The US dollar performed had a great last week and posted gains against several major world currencies. This strength comes from rising US Treasury yields along with expectations of rate increases from the US Federal Reserve later in the year. There is also an increased demand for higher risk assets, which has helped support the US dollar as investors are more reassured as geopolitical tensions ease.
This week, the US Dollar Index futures for June settled at 90.075 which is an increase of 0.64%. Federal Reserve officials had announced earlier that there would be more interest rate increases in 2018 due to steady growth rates in the country. The Fed Reserve will be forced to raise interest rates to prevent the economy from overheating.
The US dollar's performance against foreign currencies has been pretty impressive. First, there is its performance against the Japanese yen. The dollar went to its highest level since February last week where the exchange of USD/JPY settled down at 107.623. This was an increase of 0.290 or around +0.27%.

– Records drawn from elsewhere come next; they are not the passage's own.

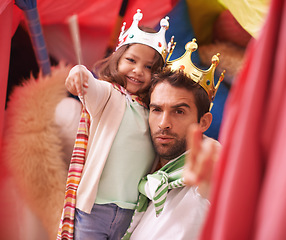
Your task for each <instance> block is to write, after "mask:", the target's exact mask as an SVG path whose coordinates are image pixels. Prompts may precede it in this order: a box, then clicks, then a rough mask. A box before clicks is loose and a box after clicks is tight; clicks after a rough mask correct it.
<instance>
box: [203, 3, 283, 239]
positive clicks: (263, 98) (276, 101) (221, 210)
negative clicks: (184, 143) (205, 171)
mask: <svg viewBox="0 0 286 240" xmlns="http://www.w3.org/2000/svg"><path fill="white" fill-rule="evenodd" d="M285 42H286V3H285V1H284V0H273V1H272V3H271V8H270V12H269V15H268V17H267V21H266V24H265V25H264V27H263V29H262V32H261V35H260V37H259V38H258V40H257V41H255V40H252V42H251V45H250V46H249V48H248V51H247V55H246V62H245V65H244V69H243V70H242V72H241V74H240V76H239V77H238V79H237V81H236V84H235V85H234V86H233V88H232V91H231V92H230V95H229V99H228V101H227V104H226V108H225V113H224V114H225V115H224V119H223V123H222V132H221V135H220V140H221V143H222V154H221V158H220V159H219V163H218V168H217V172H216V174H215V178H214V188H213V193H212V197H211V203H212V205H211V208H210V212H209V215H208V217H207V221H206V224H205V226H204V229H203V232H202V235H201V238H200V239H201V240H216V239H220V240H224V239H225V240H227V239H232V240H236V239H239V240H241V239H259V240H263V239H265V240H266V239H286V228H285V226H284V223H285V220H286V204H285V203H286V188H285V185H286V174H285V169H286V148H285V136H286V94H285V89H286V81H285V79H286V69H285V62H286V45H285Z"/></svg>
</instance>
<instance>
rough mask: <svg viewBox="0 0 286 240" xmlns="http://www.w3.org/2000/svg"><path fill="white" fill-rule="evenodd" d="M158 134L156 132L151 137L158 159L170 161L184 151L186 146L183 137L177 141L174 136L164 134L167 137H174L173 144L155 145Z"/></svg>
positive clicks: (159, 144) (156, 144) (173, 158)
mask: <svg viewBox="0 0 286 240" xmlns="http://www.w3.org/2000/svg"><path fill="white" fill-rule="evenodd" d="M165 131H166V130H165ZM158 134H160V133H159V132H157V133H155V134H154V136H152V142H153V146H154V148H155V152H156V153H157V154H158V155H159V157H160V158H163V159H165V160H172V159H174V158H176V157H179V156H180V155H181V154H183V153H184V152H185V151H186V149H187V144H186V138H185V137H184V138H181V139H178V136H177V135H176V134H173V133H169V132H166V134H167V135H171V136H173V137H175V142H174V143H173V144H157V143H156V142H155V138H156V136H157V135H158Z"/></svg>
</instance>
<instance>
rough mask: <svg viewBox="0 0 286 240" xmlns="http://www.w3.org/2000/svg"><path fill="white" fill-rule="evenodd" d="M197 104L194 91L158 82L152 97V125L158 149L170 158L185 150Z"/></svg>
mask: <svg viewBox="0 0 286 240" xmlns="http://www.w3.org/2000/svg"><path fill="white" fill-rule="evenodd" d="M197 112H198V111H197V107H196V105H195V98H194V95H193V93H192V92H191V91H188V90H187V89H184V88H175V87H173V86H171V85H170V84H169V83H168V82H162V83H159V84H158V85H157V86H156V87H155V88H154V90H153V92H152V94H151V99H150V115H149V125H150V130H151V136H152V141H153V144H154V147H155V150H156V152H157V153H158V154H159V156H160V157H161V158H162V159H165V160H171V159H173V158H175V157H178V156H179V155H181V154H182V153H184V152H185V151H186V133H187V128H188V127H189V126H190V124H192V123H197V122H198V121H197V120H198V119H197Z"/></svg>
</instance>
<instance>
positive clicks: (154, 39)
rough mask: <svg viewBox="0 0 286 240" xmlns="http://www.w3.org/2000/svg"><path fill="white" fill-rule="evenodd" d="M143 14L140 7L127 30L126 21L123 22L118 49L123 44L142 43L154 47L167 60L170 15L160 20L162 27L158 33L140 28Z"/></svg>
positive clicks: (161, 55) (123, 44)
mask: <svg viewBox="0 0 286 240" xmlns="http://www.w3.org/2000/svg"><path fill="white" fill-rule="evenodd" d="M142 17H143V14H142V13H141V10H140V9H138V10H137V13H135V14H134V16H133V22H132V24H131V26H130V28H129V29H127V30H126V31H125V25H126V22H124V23H123V26H122V28H121V33H120V35H119V38H118V40H119V43H118V45H117V47H116V50H117V49H118V48H120V47H121V46H123V45H126V44H130V43H141V44H144V45H147V46H150V47H152V48H154V49H155V50H156V51H157V52H159V53H160V54H161V56H162V58H163V60H165V58H166V55H167V43H166V39H165V33H166V30H168V28H169V22H168V20H169V17H165V18H162V19H161V21H160V26H161V29H160V30H159V32H156V33H148V32H144V31H142V30H140V29H139V27H138V24H139V21H140V20H141V19H142Z"/></svg>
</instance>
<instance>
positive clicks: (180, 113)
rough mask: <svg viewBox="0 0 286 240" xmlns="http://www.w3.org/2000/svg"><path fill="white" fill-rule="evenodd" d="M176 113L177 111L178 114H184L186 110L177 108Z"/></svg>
mask: <svg viewBox="0 0 286 240" xmlns="http://www.w3.org/2000/svg"><path fill="white" fill-rule="evenodd" d="M176 113H177V114H184V111H182V110H180V109H177V110H176Z"/></svg>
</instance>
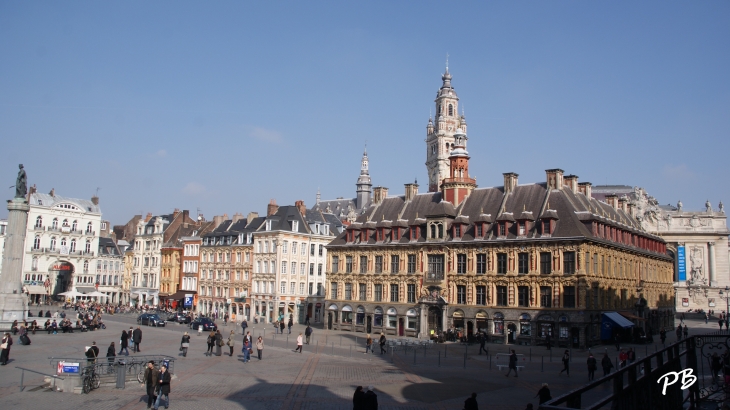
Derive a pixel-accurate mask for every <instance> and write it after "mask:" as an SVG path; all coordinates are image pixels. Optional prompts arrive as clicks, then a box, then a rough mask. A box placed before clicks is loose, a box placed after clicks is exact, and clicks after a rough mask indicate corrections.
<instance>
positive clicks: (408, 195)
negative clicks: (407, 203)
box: [406, 182, 418, 202]
mask: <svg viewBox="0 0 730 410" xmlns="http://www.w3.org/2000/svg"><path fill="white" fill-rule="evenodd" d="M416 195H418V184H417V183H415V182H414V183H412V184H406V202H408V201H412V200H413V198H415V197H416Z"/></svg>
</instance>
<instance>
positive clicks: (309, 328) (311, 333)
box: [304, 325, 312, 344]
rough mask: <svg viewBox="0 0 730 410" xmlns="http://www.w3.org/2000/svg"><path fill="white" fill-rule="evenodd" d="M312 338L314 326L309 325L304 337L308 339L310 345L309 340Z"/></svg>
mask: <svg viewBox="0 0 730 410" xmlns="http://www.w3.org/2000/svg"><path fill="white" fill-rule="evenodd" d="M311 336H312V326H309V325H307V328H306V329H304V337H306V339H307V344H309V338H310V337H311Z"/></svg>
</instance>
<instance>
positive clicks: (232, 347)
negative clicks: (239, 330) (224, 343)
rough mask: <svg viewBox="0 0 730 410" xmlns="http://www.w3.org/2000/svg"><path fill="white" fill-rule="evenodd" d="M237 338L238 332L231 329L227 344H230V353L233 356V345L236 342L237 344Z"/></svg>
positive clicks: (227, 345)
mask: <svg viewBox="0 0 730 410" xmlns="http://www.w3.org/2000/svg"><path fill="white" fill-rule="evenodd" d="M235 339H236V334H235V333H234V332H233V330H231V334H230V335H229V336H228V341H226V345H227V346H228V348H229V349H230V353H229V355H230V356H231V357H233V345H234V344H235V342H236V340H235Z"/></svg>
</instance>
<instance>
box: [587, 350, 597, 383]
mask: <svg viewBox="0 0 730 410" xmlns="http://www.w3.org/2000/svg"><path fill="white" fill-rule="evenodd" d="M587 364H588V381H593V379H594V378H595V377H596V368H597V367H598V366H597V363H596V358H595V357H593V353H588V360H587Z"/></svg>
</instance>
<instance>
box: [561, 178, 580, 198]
mask: <svg viewBox="0 0 730 410" xmlns="http://www.w3.org/2000/svg"><path fill="white" fill-rule="evenodd" d="M563 184H565V186H567V187H568V188H570V190H571V191H573V193H574V194H577V193H578V175H566V176H565V177H564V178H563Z"/></svg>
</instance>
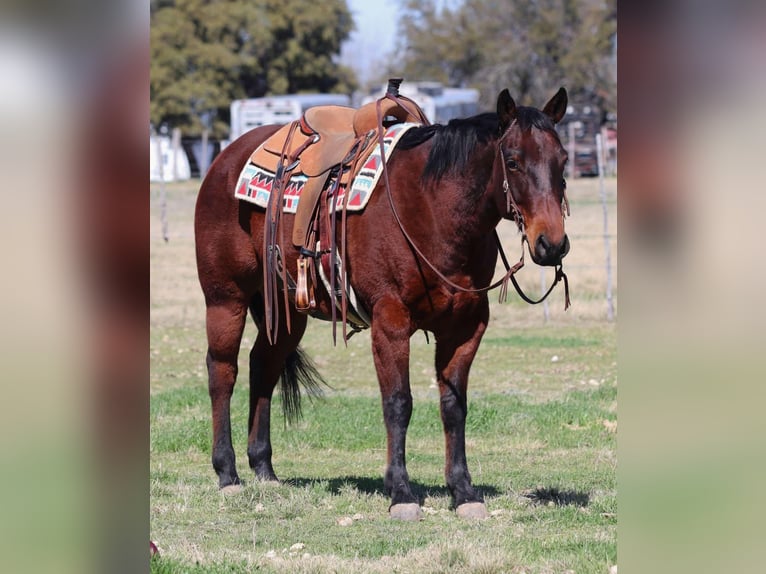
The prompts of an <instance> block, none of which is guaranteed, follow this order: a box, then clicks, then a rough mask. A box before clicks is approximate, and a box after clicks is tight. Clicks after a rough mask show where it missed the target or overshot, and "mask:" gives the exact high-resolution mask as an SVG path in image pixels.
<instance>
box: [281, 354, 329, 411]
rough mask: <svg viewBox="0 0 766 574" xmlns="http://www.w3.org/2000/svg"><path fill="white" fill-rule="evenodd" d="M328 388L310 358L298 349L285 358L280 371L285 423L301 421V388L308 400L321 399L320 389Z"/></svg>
mask: <svg viewBox="0 0 766 574" xmlns="http://www.w3.org/2000/svg"><path fill="white" fill-rule="evenodd" d="M323 386H326V387H329V386H330V385H328V384H327V381H325V380H324V378H323V377H322V375H320V374H319V371H317V368H316V366H315V365H314V362H313V361H312V360H311V358H310V357H309V356H308V355H307V354H306V353H305V352H304V351H303V349H301V348H300V347H298V348H297V349H295V350H294V351H293V352H292V353H290V354H289V355H288V356H287V360H286V361H285V369H284V371H282V384H281V385H280V387H281V392H282V412H283V413H284V415H285V421H286V422H287V423H295V422H298V421H299V420H300V419H301V387H303V389H304V390H305V391H306V393H307V394H308V396H309V398H314V397H321V396H322V387H323Z"/></svg>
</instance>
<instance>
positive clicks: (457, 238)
mask: <svg viewBox="0 0 766 574" xmlns="http://www.w3.org/2000/svg"><path fill="white" fill-rule="evenodd" d="M474 153H475V154H477V155H476V156H475V161H472V162H471V163H470V166H469V167H467V169H464V170H462V172H461V173H460V175H459V177H458V176H452V177H450V176H447V177H445V178H444V179H443V180H442V181H441V182H440V183H438V184H437V185H436V188H437V190H438V191H437V193H435V194H434V198H435V199H434V201H436V202H438V203H439V205H438V207H437V208H436V209H435V211H436V212H438V213H442V212H443V211H444V210H446V211H447V213H448V215H446V216H445V219H444V222H450V223H451V224H449V225H446V224H445V223H444V222H441V224H438V225H436V227H437V229H438V230H439V237H438V238H435V239H437V240H438V244H439V245H440V246H442V248H443V249H445V250H450V251H453V250H454V252H455V254H456V255H458V254H460V253H465V252H466V251H471V250H473V249H474V248H477V247H479V248H480V247H483V246H484V245H485V244H486V243H487V240H488V238H491V237H492V232H493V230H494V229H495V227H497V224H498V223H499V222H500V214H499V213H498V210H497V200H496V198H495V195H496V193H497V192H498V190H497V189H495V187H497V182H496V179H497V178H496V177H494V176H493V171H494V165H493V160H494V147H493V146H492V145H488V146H486V148H483V149H481V150H476V151H475V152H474ZM500 192H502V183H501V184H500ZM437 223H440V222H437ZM493 244H494V243H493Z"/></svg>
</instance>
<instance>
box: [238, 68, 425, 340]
mask: <svg viewBox="0 0 766 574" xmlns="http://www.w3.org/2000/svg"><path fill="white" fill-rule="evenodd" d="M401 82H402V80H401V79H400V78H393V79H390V80H389V82H388V89H387V92H386V94H385V95H384V96H383V97H382V98H380V99H378V100H376V101H374V102H371V103H369V104H365V105H364V106H362V107H360V108H359V109H358V110H357V109H354V108H349V107H344V106H317V107H313V108H309V109H308V110H306V112H305V113H304V114H303V116H302V117H301V118H300V119H299V120H295V121H293V122H292V123H290V124H287V125H285V126H283V127H282V128H280V129H279V130H278V131H277V132H276V133H275V134H274V135H272V136H271V137H270V138H269V139H268V140H266V141H265V142H264V143H263V144H262V145H261V146H259V147H258V148H257V149H256V150H255V151H254V152H253V154H252V155H251V157H250V161H251V162H252V163H254V164H255V165H257V166H259V167H261V168H263V169H265V170H268V171H270V172H271V173H274V174H275V180H274V184H273V188H272V191H271V195H270V197H269V204H268V207H267V208H266V218H267V222H266V228H265V232H264V247H263V249H264V252H263V254H264V261H265V265H264V297H265V304H266V326H267V330H266V332H267V336H268V337H269V340H270V341H271V340H272V339H273V340H276V335H277V332H276V331H277V325H278V321H277V318H278V317H277V313H278V311H277V305H275V304H274V303H275V302H276V296H277V290H278V286H277V280H278V279H279V280H280V282H281V284H282V288H283V292H284V304H285V306H287V304H288V295H287V292H288V284H292V283H295V306H296V308H297V309H298V310H299V311H302V312H305V313H309V314H318V311H317V304H316V300H315V298H314V285H315V284H317V279H316V266H315V263H316V260H320V264H322V265H323V267H324V269H328V268H329V276H330V281H329V283H330V285H331V286H332V287H331V289H329V291H333V293H330V296H331V298H332V299H334V300H333V301H331V302H330V307H331V310H332V316H331V319H332V321H333V337H334V336H335V322H336V314H335V310H336V305H337V306H339V307H340V309H341V312H342V322H343V328H344V337H345V327H346V323H347V319H348V318H347V315H346V311H347V301H346V299H347V297H346V277H345V268H346V266H345V264H344V259H345V246H344V245H341V246H340V249H341V253H340V257H341V261H342V262H341V264H340V265H338V261H337V255H338V254H337V246H336V241H335V238H336V210H334V209H330V210H329V213H325V214H324V217H321V216H320V212H322V205H323V204H329V201H325V202H320V201H319V199H320V197H322V196H326V197H327V199H328V200H330V199H331V198H332V197H333V193H334V191H335V190H337V188H338V186H339V185H348V184H349V183H350V182H351V181H353V178H354V177H355V175H356V174H357V173H358V171H359V170H360V169H361V166H362V164H363V160H364V159H365V158H366V157H367V156H368V155H369V153H370V152H371V151H372V149H373V147H374V146H375V145H377V144H378V143H379V141H380V139H381V138H380V134H382V133H383V132H384V130H385V129H387V128H388V127H389V126H391V125H394V124H397V123H401V122H414V123H420V124H425V125H428V124H429V123H430V122H429V121H428V119H427V118H426V116H425V114H424V113H423V111H422V110H421V109H420V107H419V106H418V105H417V104H416V103H415V102H414V101H413V100H411V99H409V98H407V97H404V96H401V95H399V84H401ZM298 174H303V175H304V176H306V178H307V180H306V183H305V185H304V187H303V189H302V191H301V195H300V201H299V203H298V209H297V212H296V214H295V221H294V224H293V233H292V243H293V245H295V246H296V247H298V248H299V253H300V255H299V259H298V269H297V281H295V282H293V281H291V280H290V279H291V278H290V277H289V275H288V273H287V271H286V270H285V269H284V265H282V260H281V255H280V251H281V249H283V248H284V247H282V246H281V244H282V241H281V239H282V236H283V234H282V233H281V229H280V227H281V225H280V219H281V212H282V204H283V196H284V191H285V188H286V186H287V184H288V182H289V180H290V178H291V177H294V176H295V175H298ZM341 217H342V222H341V225H342V226H344V227H345V220H346V210H345V208H342V216H341ZM323 219H324V221H323ZM342 235H343V237H344V238H345V230H344V232H343V233H342ZM319 245H321V247H322V250H321V251H318V246H319ZM328 248H329V249H328ZM336 266H337V268H336ZM338 275H340V277H338ZM338 300H340V301H338ZM339 303H340V304H339ZM286 318H287V327H288V330H289V329H290V324H289V313H287V317H286ZM322 318H325V319H328V317H322ZM357 318H358V317H357ZM355 323H356V324H357V325H352V327H354V326H357V327H358V323H359V321H356V322H355Z"/></svg>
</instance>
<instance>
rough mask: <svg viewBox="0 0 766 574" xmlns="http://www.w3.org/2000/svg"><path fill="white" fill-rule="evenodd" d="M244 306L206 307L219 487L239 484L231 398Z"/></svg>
mask: <svg viewBox="0 0 766 574" xmlns="http://www.w3.org/2000/svg"><path fill="white" fill-rule="evenodd" d="M246 316H247V306H246V305H245V304H244V303H243V302H239V301H237V300H229V301H226V302H223V303H217V304H210V303H209V304H208V308H207V339H208V351H207V371H208V390H209V392H210V401H211V403H212V407H213V457H212V459H213V468H214V469H215V471H216V473H217V474H218V486H219V488H225V487H229V486H233V485H238V484H239V476H237V468H236V460H235V456H234V449H233V448H232V444H231V418H230V405H231V395H232V393H233V391H234V383H235V382H236V380H237V356H238V354H239V344H240V341H241V339H242V330H243V329H244V326H245V318H246Z"/></svg>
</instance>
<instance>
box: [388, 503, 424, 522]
mask: <svg viewBox="0 0 766 574" xmlns="http://www.w3.org/2000/svg"><path fill="white" fill-rule="evenodd" d="M388 512H389V514H390V516H391V518H393V519H395V520H408V521H410V522H415V521H417V520H423V511H422V510H420V505H419V504H415V503H414V502H409V503H407V504H394V505H393V506H392V507H391V508H390V509H389V511H388Z"/></svg>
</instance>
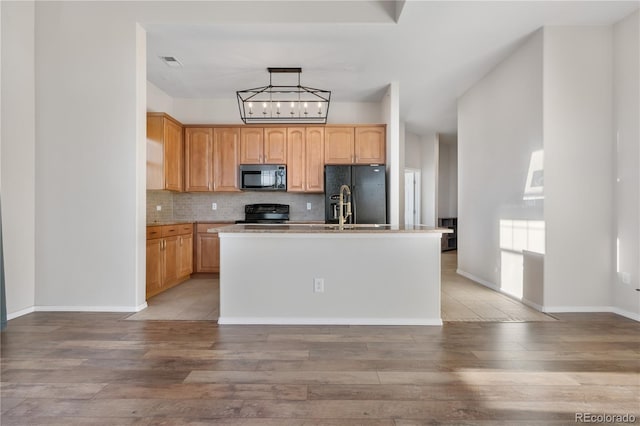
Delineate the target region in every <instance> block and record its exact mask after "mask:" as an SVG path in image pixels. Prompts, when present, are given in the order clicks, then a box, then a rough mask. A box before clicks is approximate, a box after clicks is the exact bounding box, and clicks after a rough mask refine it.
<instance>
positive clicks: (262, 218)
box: [236, 203, 289, 223]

This increase is because of the widening spread between U.S. Government Bonds and Japanese Government Bonds (JGBs). This made investing US dollars an attractive idea and investors finally went past the ‘Trump Risk’ factor which is the current uncertainty about US President Trump's policies.
In addition, the Japanese yen did not respond as much to the US-Japan summit. Trump and Japanese Prime Minister Shinzo Abe agreed to increase trade consultations between the two countries.
AUD and NZD Take A Hit
The two other major currencies that the US dollar performed well against were the Australian and New Zealand dollar. This came as a bit of a surprise since both currencies were initially driven higher by increasing commodity prices. However, increasing US interest rates hit their performance hard coupled with the one-two punch of the economic data coming out from China showing weaker performance and a drop in Chinese stocks. The AUD/USD dropped to 0.7669, which is a decrease of 1.16% while the NZD/USD finished at 0.7205, a 1.99% decrease.
The AUD got no help as the Australia's Reserve Bank revealed that it was in no hurry to raise rates in its Policy Minutes. The Employment Change report in Australia also showed slower hiring rates which also contributed to the weak AUD. The US dollar is expected to continue to strengthen this week as well.
The US Fed Reserve confirmed that their projected rate increases are set to happen three times this year based on the latest data predictions from the Central Bank.